Father, we spent the majority of this past year fighting amongst ourselves, as if you never taught us to “Love thy neighbor”. Whether it’s a TV show pitting Sephardim against Ashkenazim in a battle for Jewish hegemony, or the ultra-Orthodox sparring with Finance Minister Yair Lapid, or Lapid telling disappointed voters they’re like “schnauzers abandoned in the rain”, or other politicians comparing each other to Hitler, we haven’t exactly lived up to that old verse from Leviticus.

Father, this past year we’ve been less than inclusive. Some say we’ve been downright racist.

New shekel bills entering circulation in 2014 feature four prominent Ashkenazi poets, all born in Eastern Europe. Just last week we discovered Israel intends to shunt Eritrean and Sudanese asylum seekers to Uganda, in possible violation of UN treaties. Earlier this year we learned that the popular amusement park Superland preferred to host Arab and Jewish kids on different days. The press reports a 70% increase in the number of Ethiopian-born teens needing help after encountering racism in their daily lives, an often acknowledged-yet-ignored reality that became even more pronounced following a televised rant by a Big Brother contestant against a fellow Ethiopian contender, who later went on to win the season.
Or are two of Israel’s most prominent rabbis (the new Ashkenazi Chief Rabbi of Israel, David Lau, and the brother of the new Sepharadi Chief Rabbi, Yitzhak Yosef, referring to black people as “kushim”, a pejorative term.
Or rabid soccer fans still attacking Arab-Israelis, who still largely can’t land a decent job.

Lord, forgive us, for we have so much hate in our hearts sometimes that it is impossible to remember every single time it shows.
Father, this reminds us: we’ve taken your name in vain many, many times. Some for the usual reasons – faking astonishment, expressing outrage, OMG this and OMFG that – but often we’ve used your name for selfish reasons, to promote ourselves and our goals pretending (perhaps mostly to ourselves) that our plans have divine sponsorship. For instance there’s the time when Rabbi Moti Alon, after being convicted of two counts of sexual assault against a minor, still claimed to be doing your work. Or when price-tag vandals attacked Arabs in or around Jerusalem and Beit Shemesh this past summer, defacing tombs and monasteries, vandalizing cars and spraying racist graffiti on walls, all in your name. Or when, during this holiday, we’ll convince ourselves we’ve been absolved.

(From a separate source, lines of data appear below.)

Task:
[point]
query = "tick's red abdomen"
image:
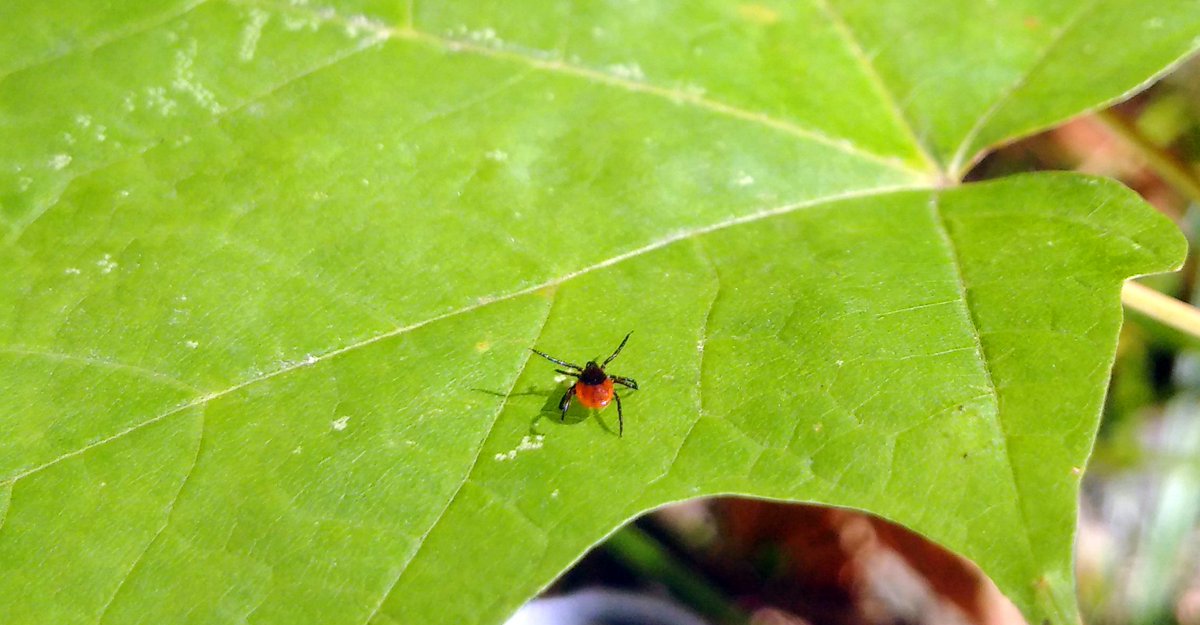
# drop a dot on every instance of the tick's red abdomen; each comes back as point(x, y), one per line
point(594, 395)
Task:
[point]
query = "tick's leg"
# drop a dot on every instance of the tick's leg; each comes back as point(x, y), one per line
point(567, 402)
point(607, 360)
point(555, 360)
point(621, 418)
point(624, 382)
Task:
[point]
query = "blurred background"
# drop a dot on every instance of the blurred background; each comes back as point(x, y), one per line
point(1138, 547)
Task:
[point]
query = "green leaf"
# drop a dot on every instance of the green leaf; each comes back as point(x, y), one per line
point(271, 272)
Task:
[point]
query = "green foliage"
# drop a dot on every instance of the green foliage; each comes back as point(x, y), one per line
point(271, 272)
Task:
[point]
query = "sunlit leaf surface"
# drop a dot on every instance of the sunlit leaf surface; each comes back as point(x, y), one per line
point(269, 274)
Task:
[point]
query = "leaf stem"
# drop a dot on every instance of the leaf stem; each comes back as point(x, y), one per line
point(1169, 167)
point(1163, 308)
point(645, 554)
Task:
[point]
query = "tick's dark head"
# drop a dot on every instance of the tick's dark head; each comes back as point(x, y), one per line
point(593, 373)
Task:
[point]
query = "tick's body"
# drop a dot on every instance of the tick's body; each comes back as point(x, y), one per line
point(593, 386)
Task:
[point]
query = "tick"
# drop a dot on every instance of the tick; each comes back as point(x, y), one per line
point(593, 386)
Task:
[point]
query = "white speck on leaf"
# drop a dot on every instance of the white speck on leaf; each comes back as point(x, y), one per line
point(630, 71)
point(107, 264)
point(156, 96)
point(185, 80)
point(251, 34)
point(527, 444)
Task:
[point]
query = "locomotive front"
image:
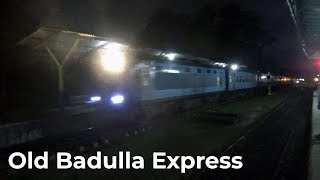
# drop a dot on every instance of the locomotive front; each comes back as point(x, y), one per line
point(112, 75)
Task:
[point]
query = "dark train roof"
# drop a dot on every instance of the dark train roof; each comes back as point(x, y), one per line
point(155, 54)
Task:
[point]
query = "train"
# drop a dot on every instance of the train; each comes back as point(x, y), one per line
point(171, 81)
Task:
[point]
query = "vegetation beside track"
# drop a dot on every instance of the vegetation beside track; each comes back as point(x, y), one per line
point(184, 134)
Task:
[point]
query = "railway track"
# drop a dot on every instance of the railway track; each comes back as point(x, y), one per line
point(274, 148)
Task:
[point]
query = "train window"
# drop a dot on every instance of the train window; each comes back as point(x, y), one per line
point(158, 67)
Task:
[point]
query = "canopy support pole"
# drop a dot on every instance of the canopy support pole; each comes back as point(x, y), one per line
point(60, 68)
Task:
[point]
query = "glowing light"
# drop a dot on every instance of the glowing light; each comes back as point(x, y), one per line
point(171, 56)
point(234, 67)
point(95, 98)
point(117, 99)
point(171, 71)
point(113, 58)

Father, our biggest sin of all is that we have stopped caring.
We’ve allowed ourselves to become the poorest country in the OECD. We have lost the very essence of solidarity that brought us together as a people and enabled us to build a great nation in this harsh desert land. We have created an unequal, unjust society where business tycoons can shrug off mammoth debt while regular families struggle to break even. We have become a state where people immolate themselves in desperation (OK, that was last year) and where every third child is poor.
We let the military occupation of the West Bank go on, with its daily banalities of oppression and muted violence, because we stopped caring.
We let our elected officials lie to our faces – and boy, have they lied to us this year – because we have become indifferent. We have lost faith in politics, in chance, in democracy itself perhaps, because we just stopped caring. And the truth is we stopped caring a long time ago.

Lord, we ask you not to forgive us these sins, for that would be presumptuous, but we ask of you to understand them. We may be your Chosen People, but sometimes, we admit to ourselves behind closed doors, we don’t feel Chosen at all. This past year was not an easy one, but even through the darkness we’ve managed – we swear – to make some progress, to demand more accountability from our elected officials, to flex a little of those old democracy muscles, to build new things. We are not pure, yet, and in their hearts, as you well know, all men are sinners. But most of us honestly try to be good, even if often times we fail.

Next year, You willing, we’ll do better. Amen.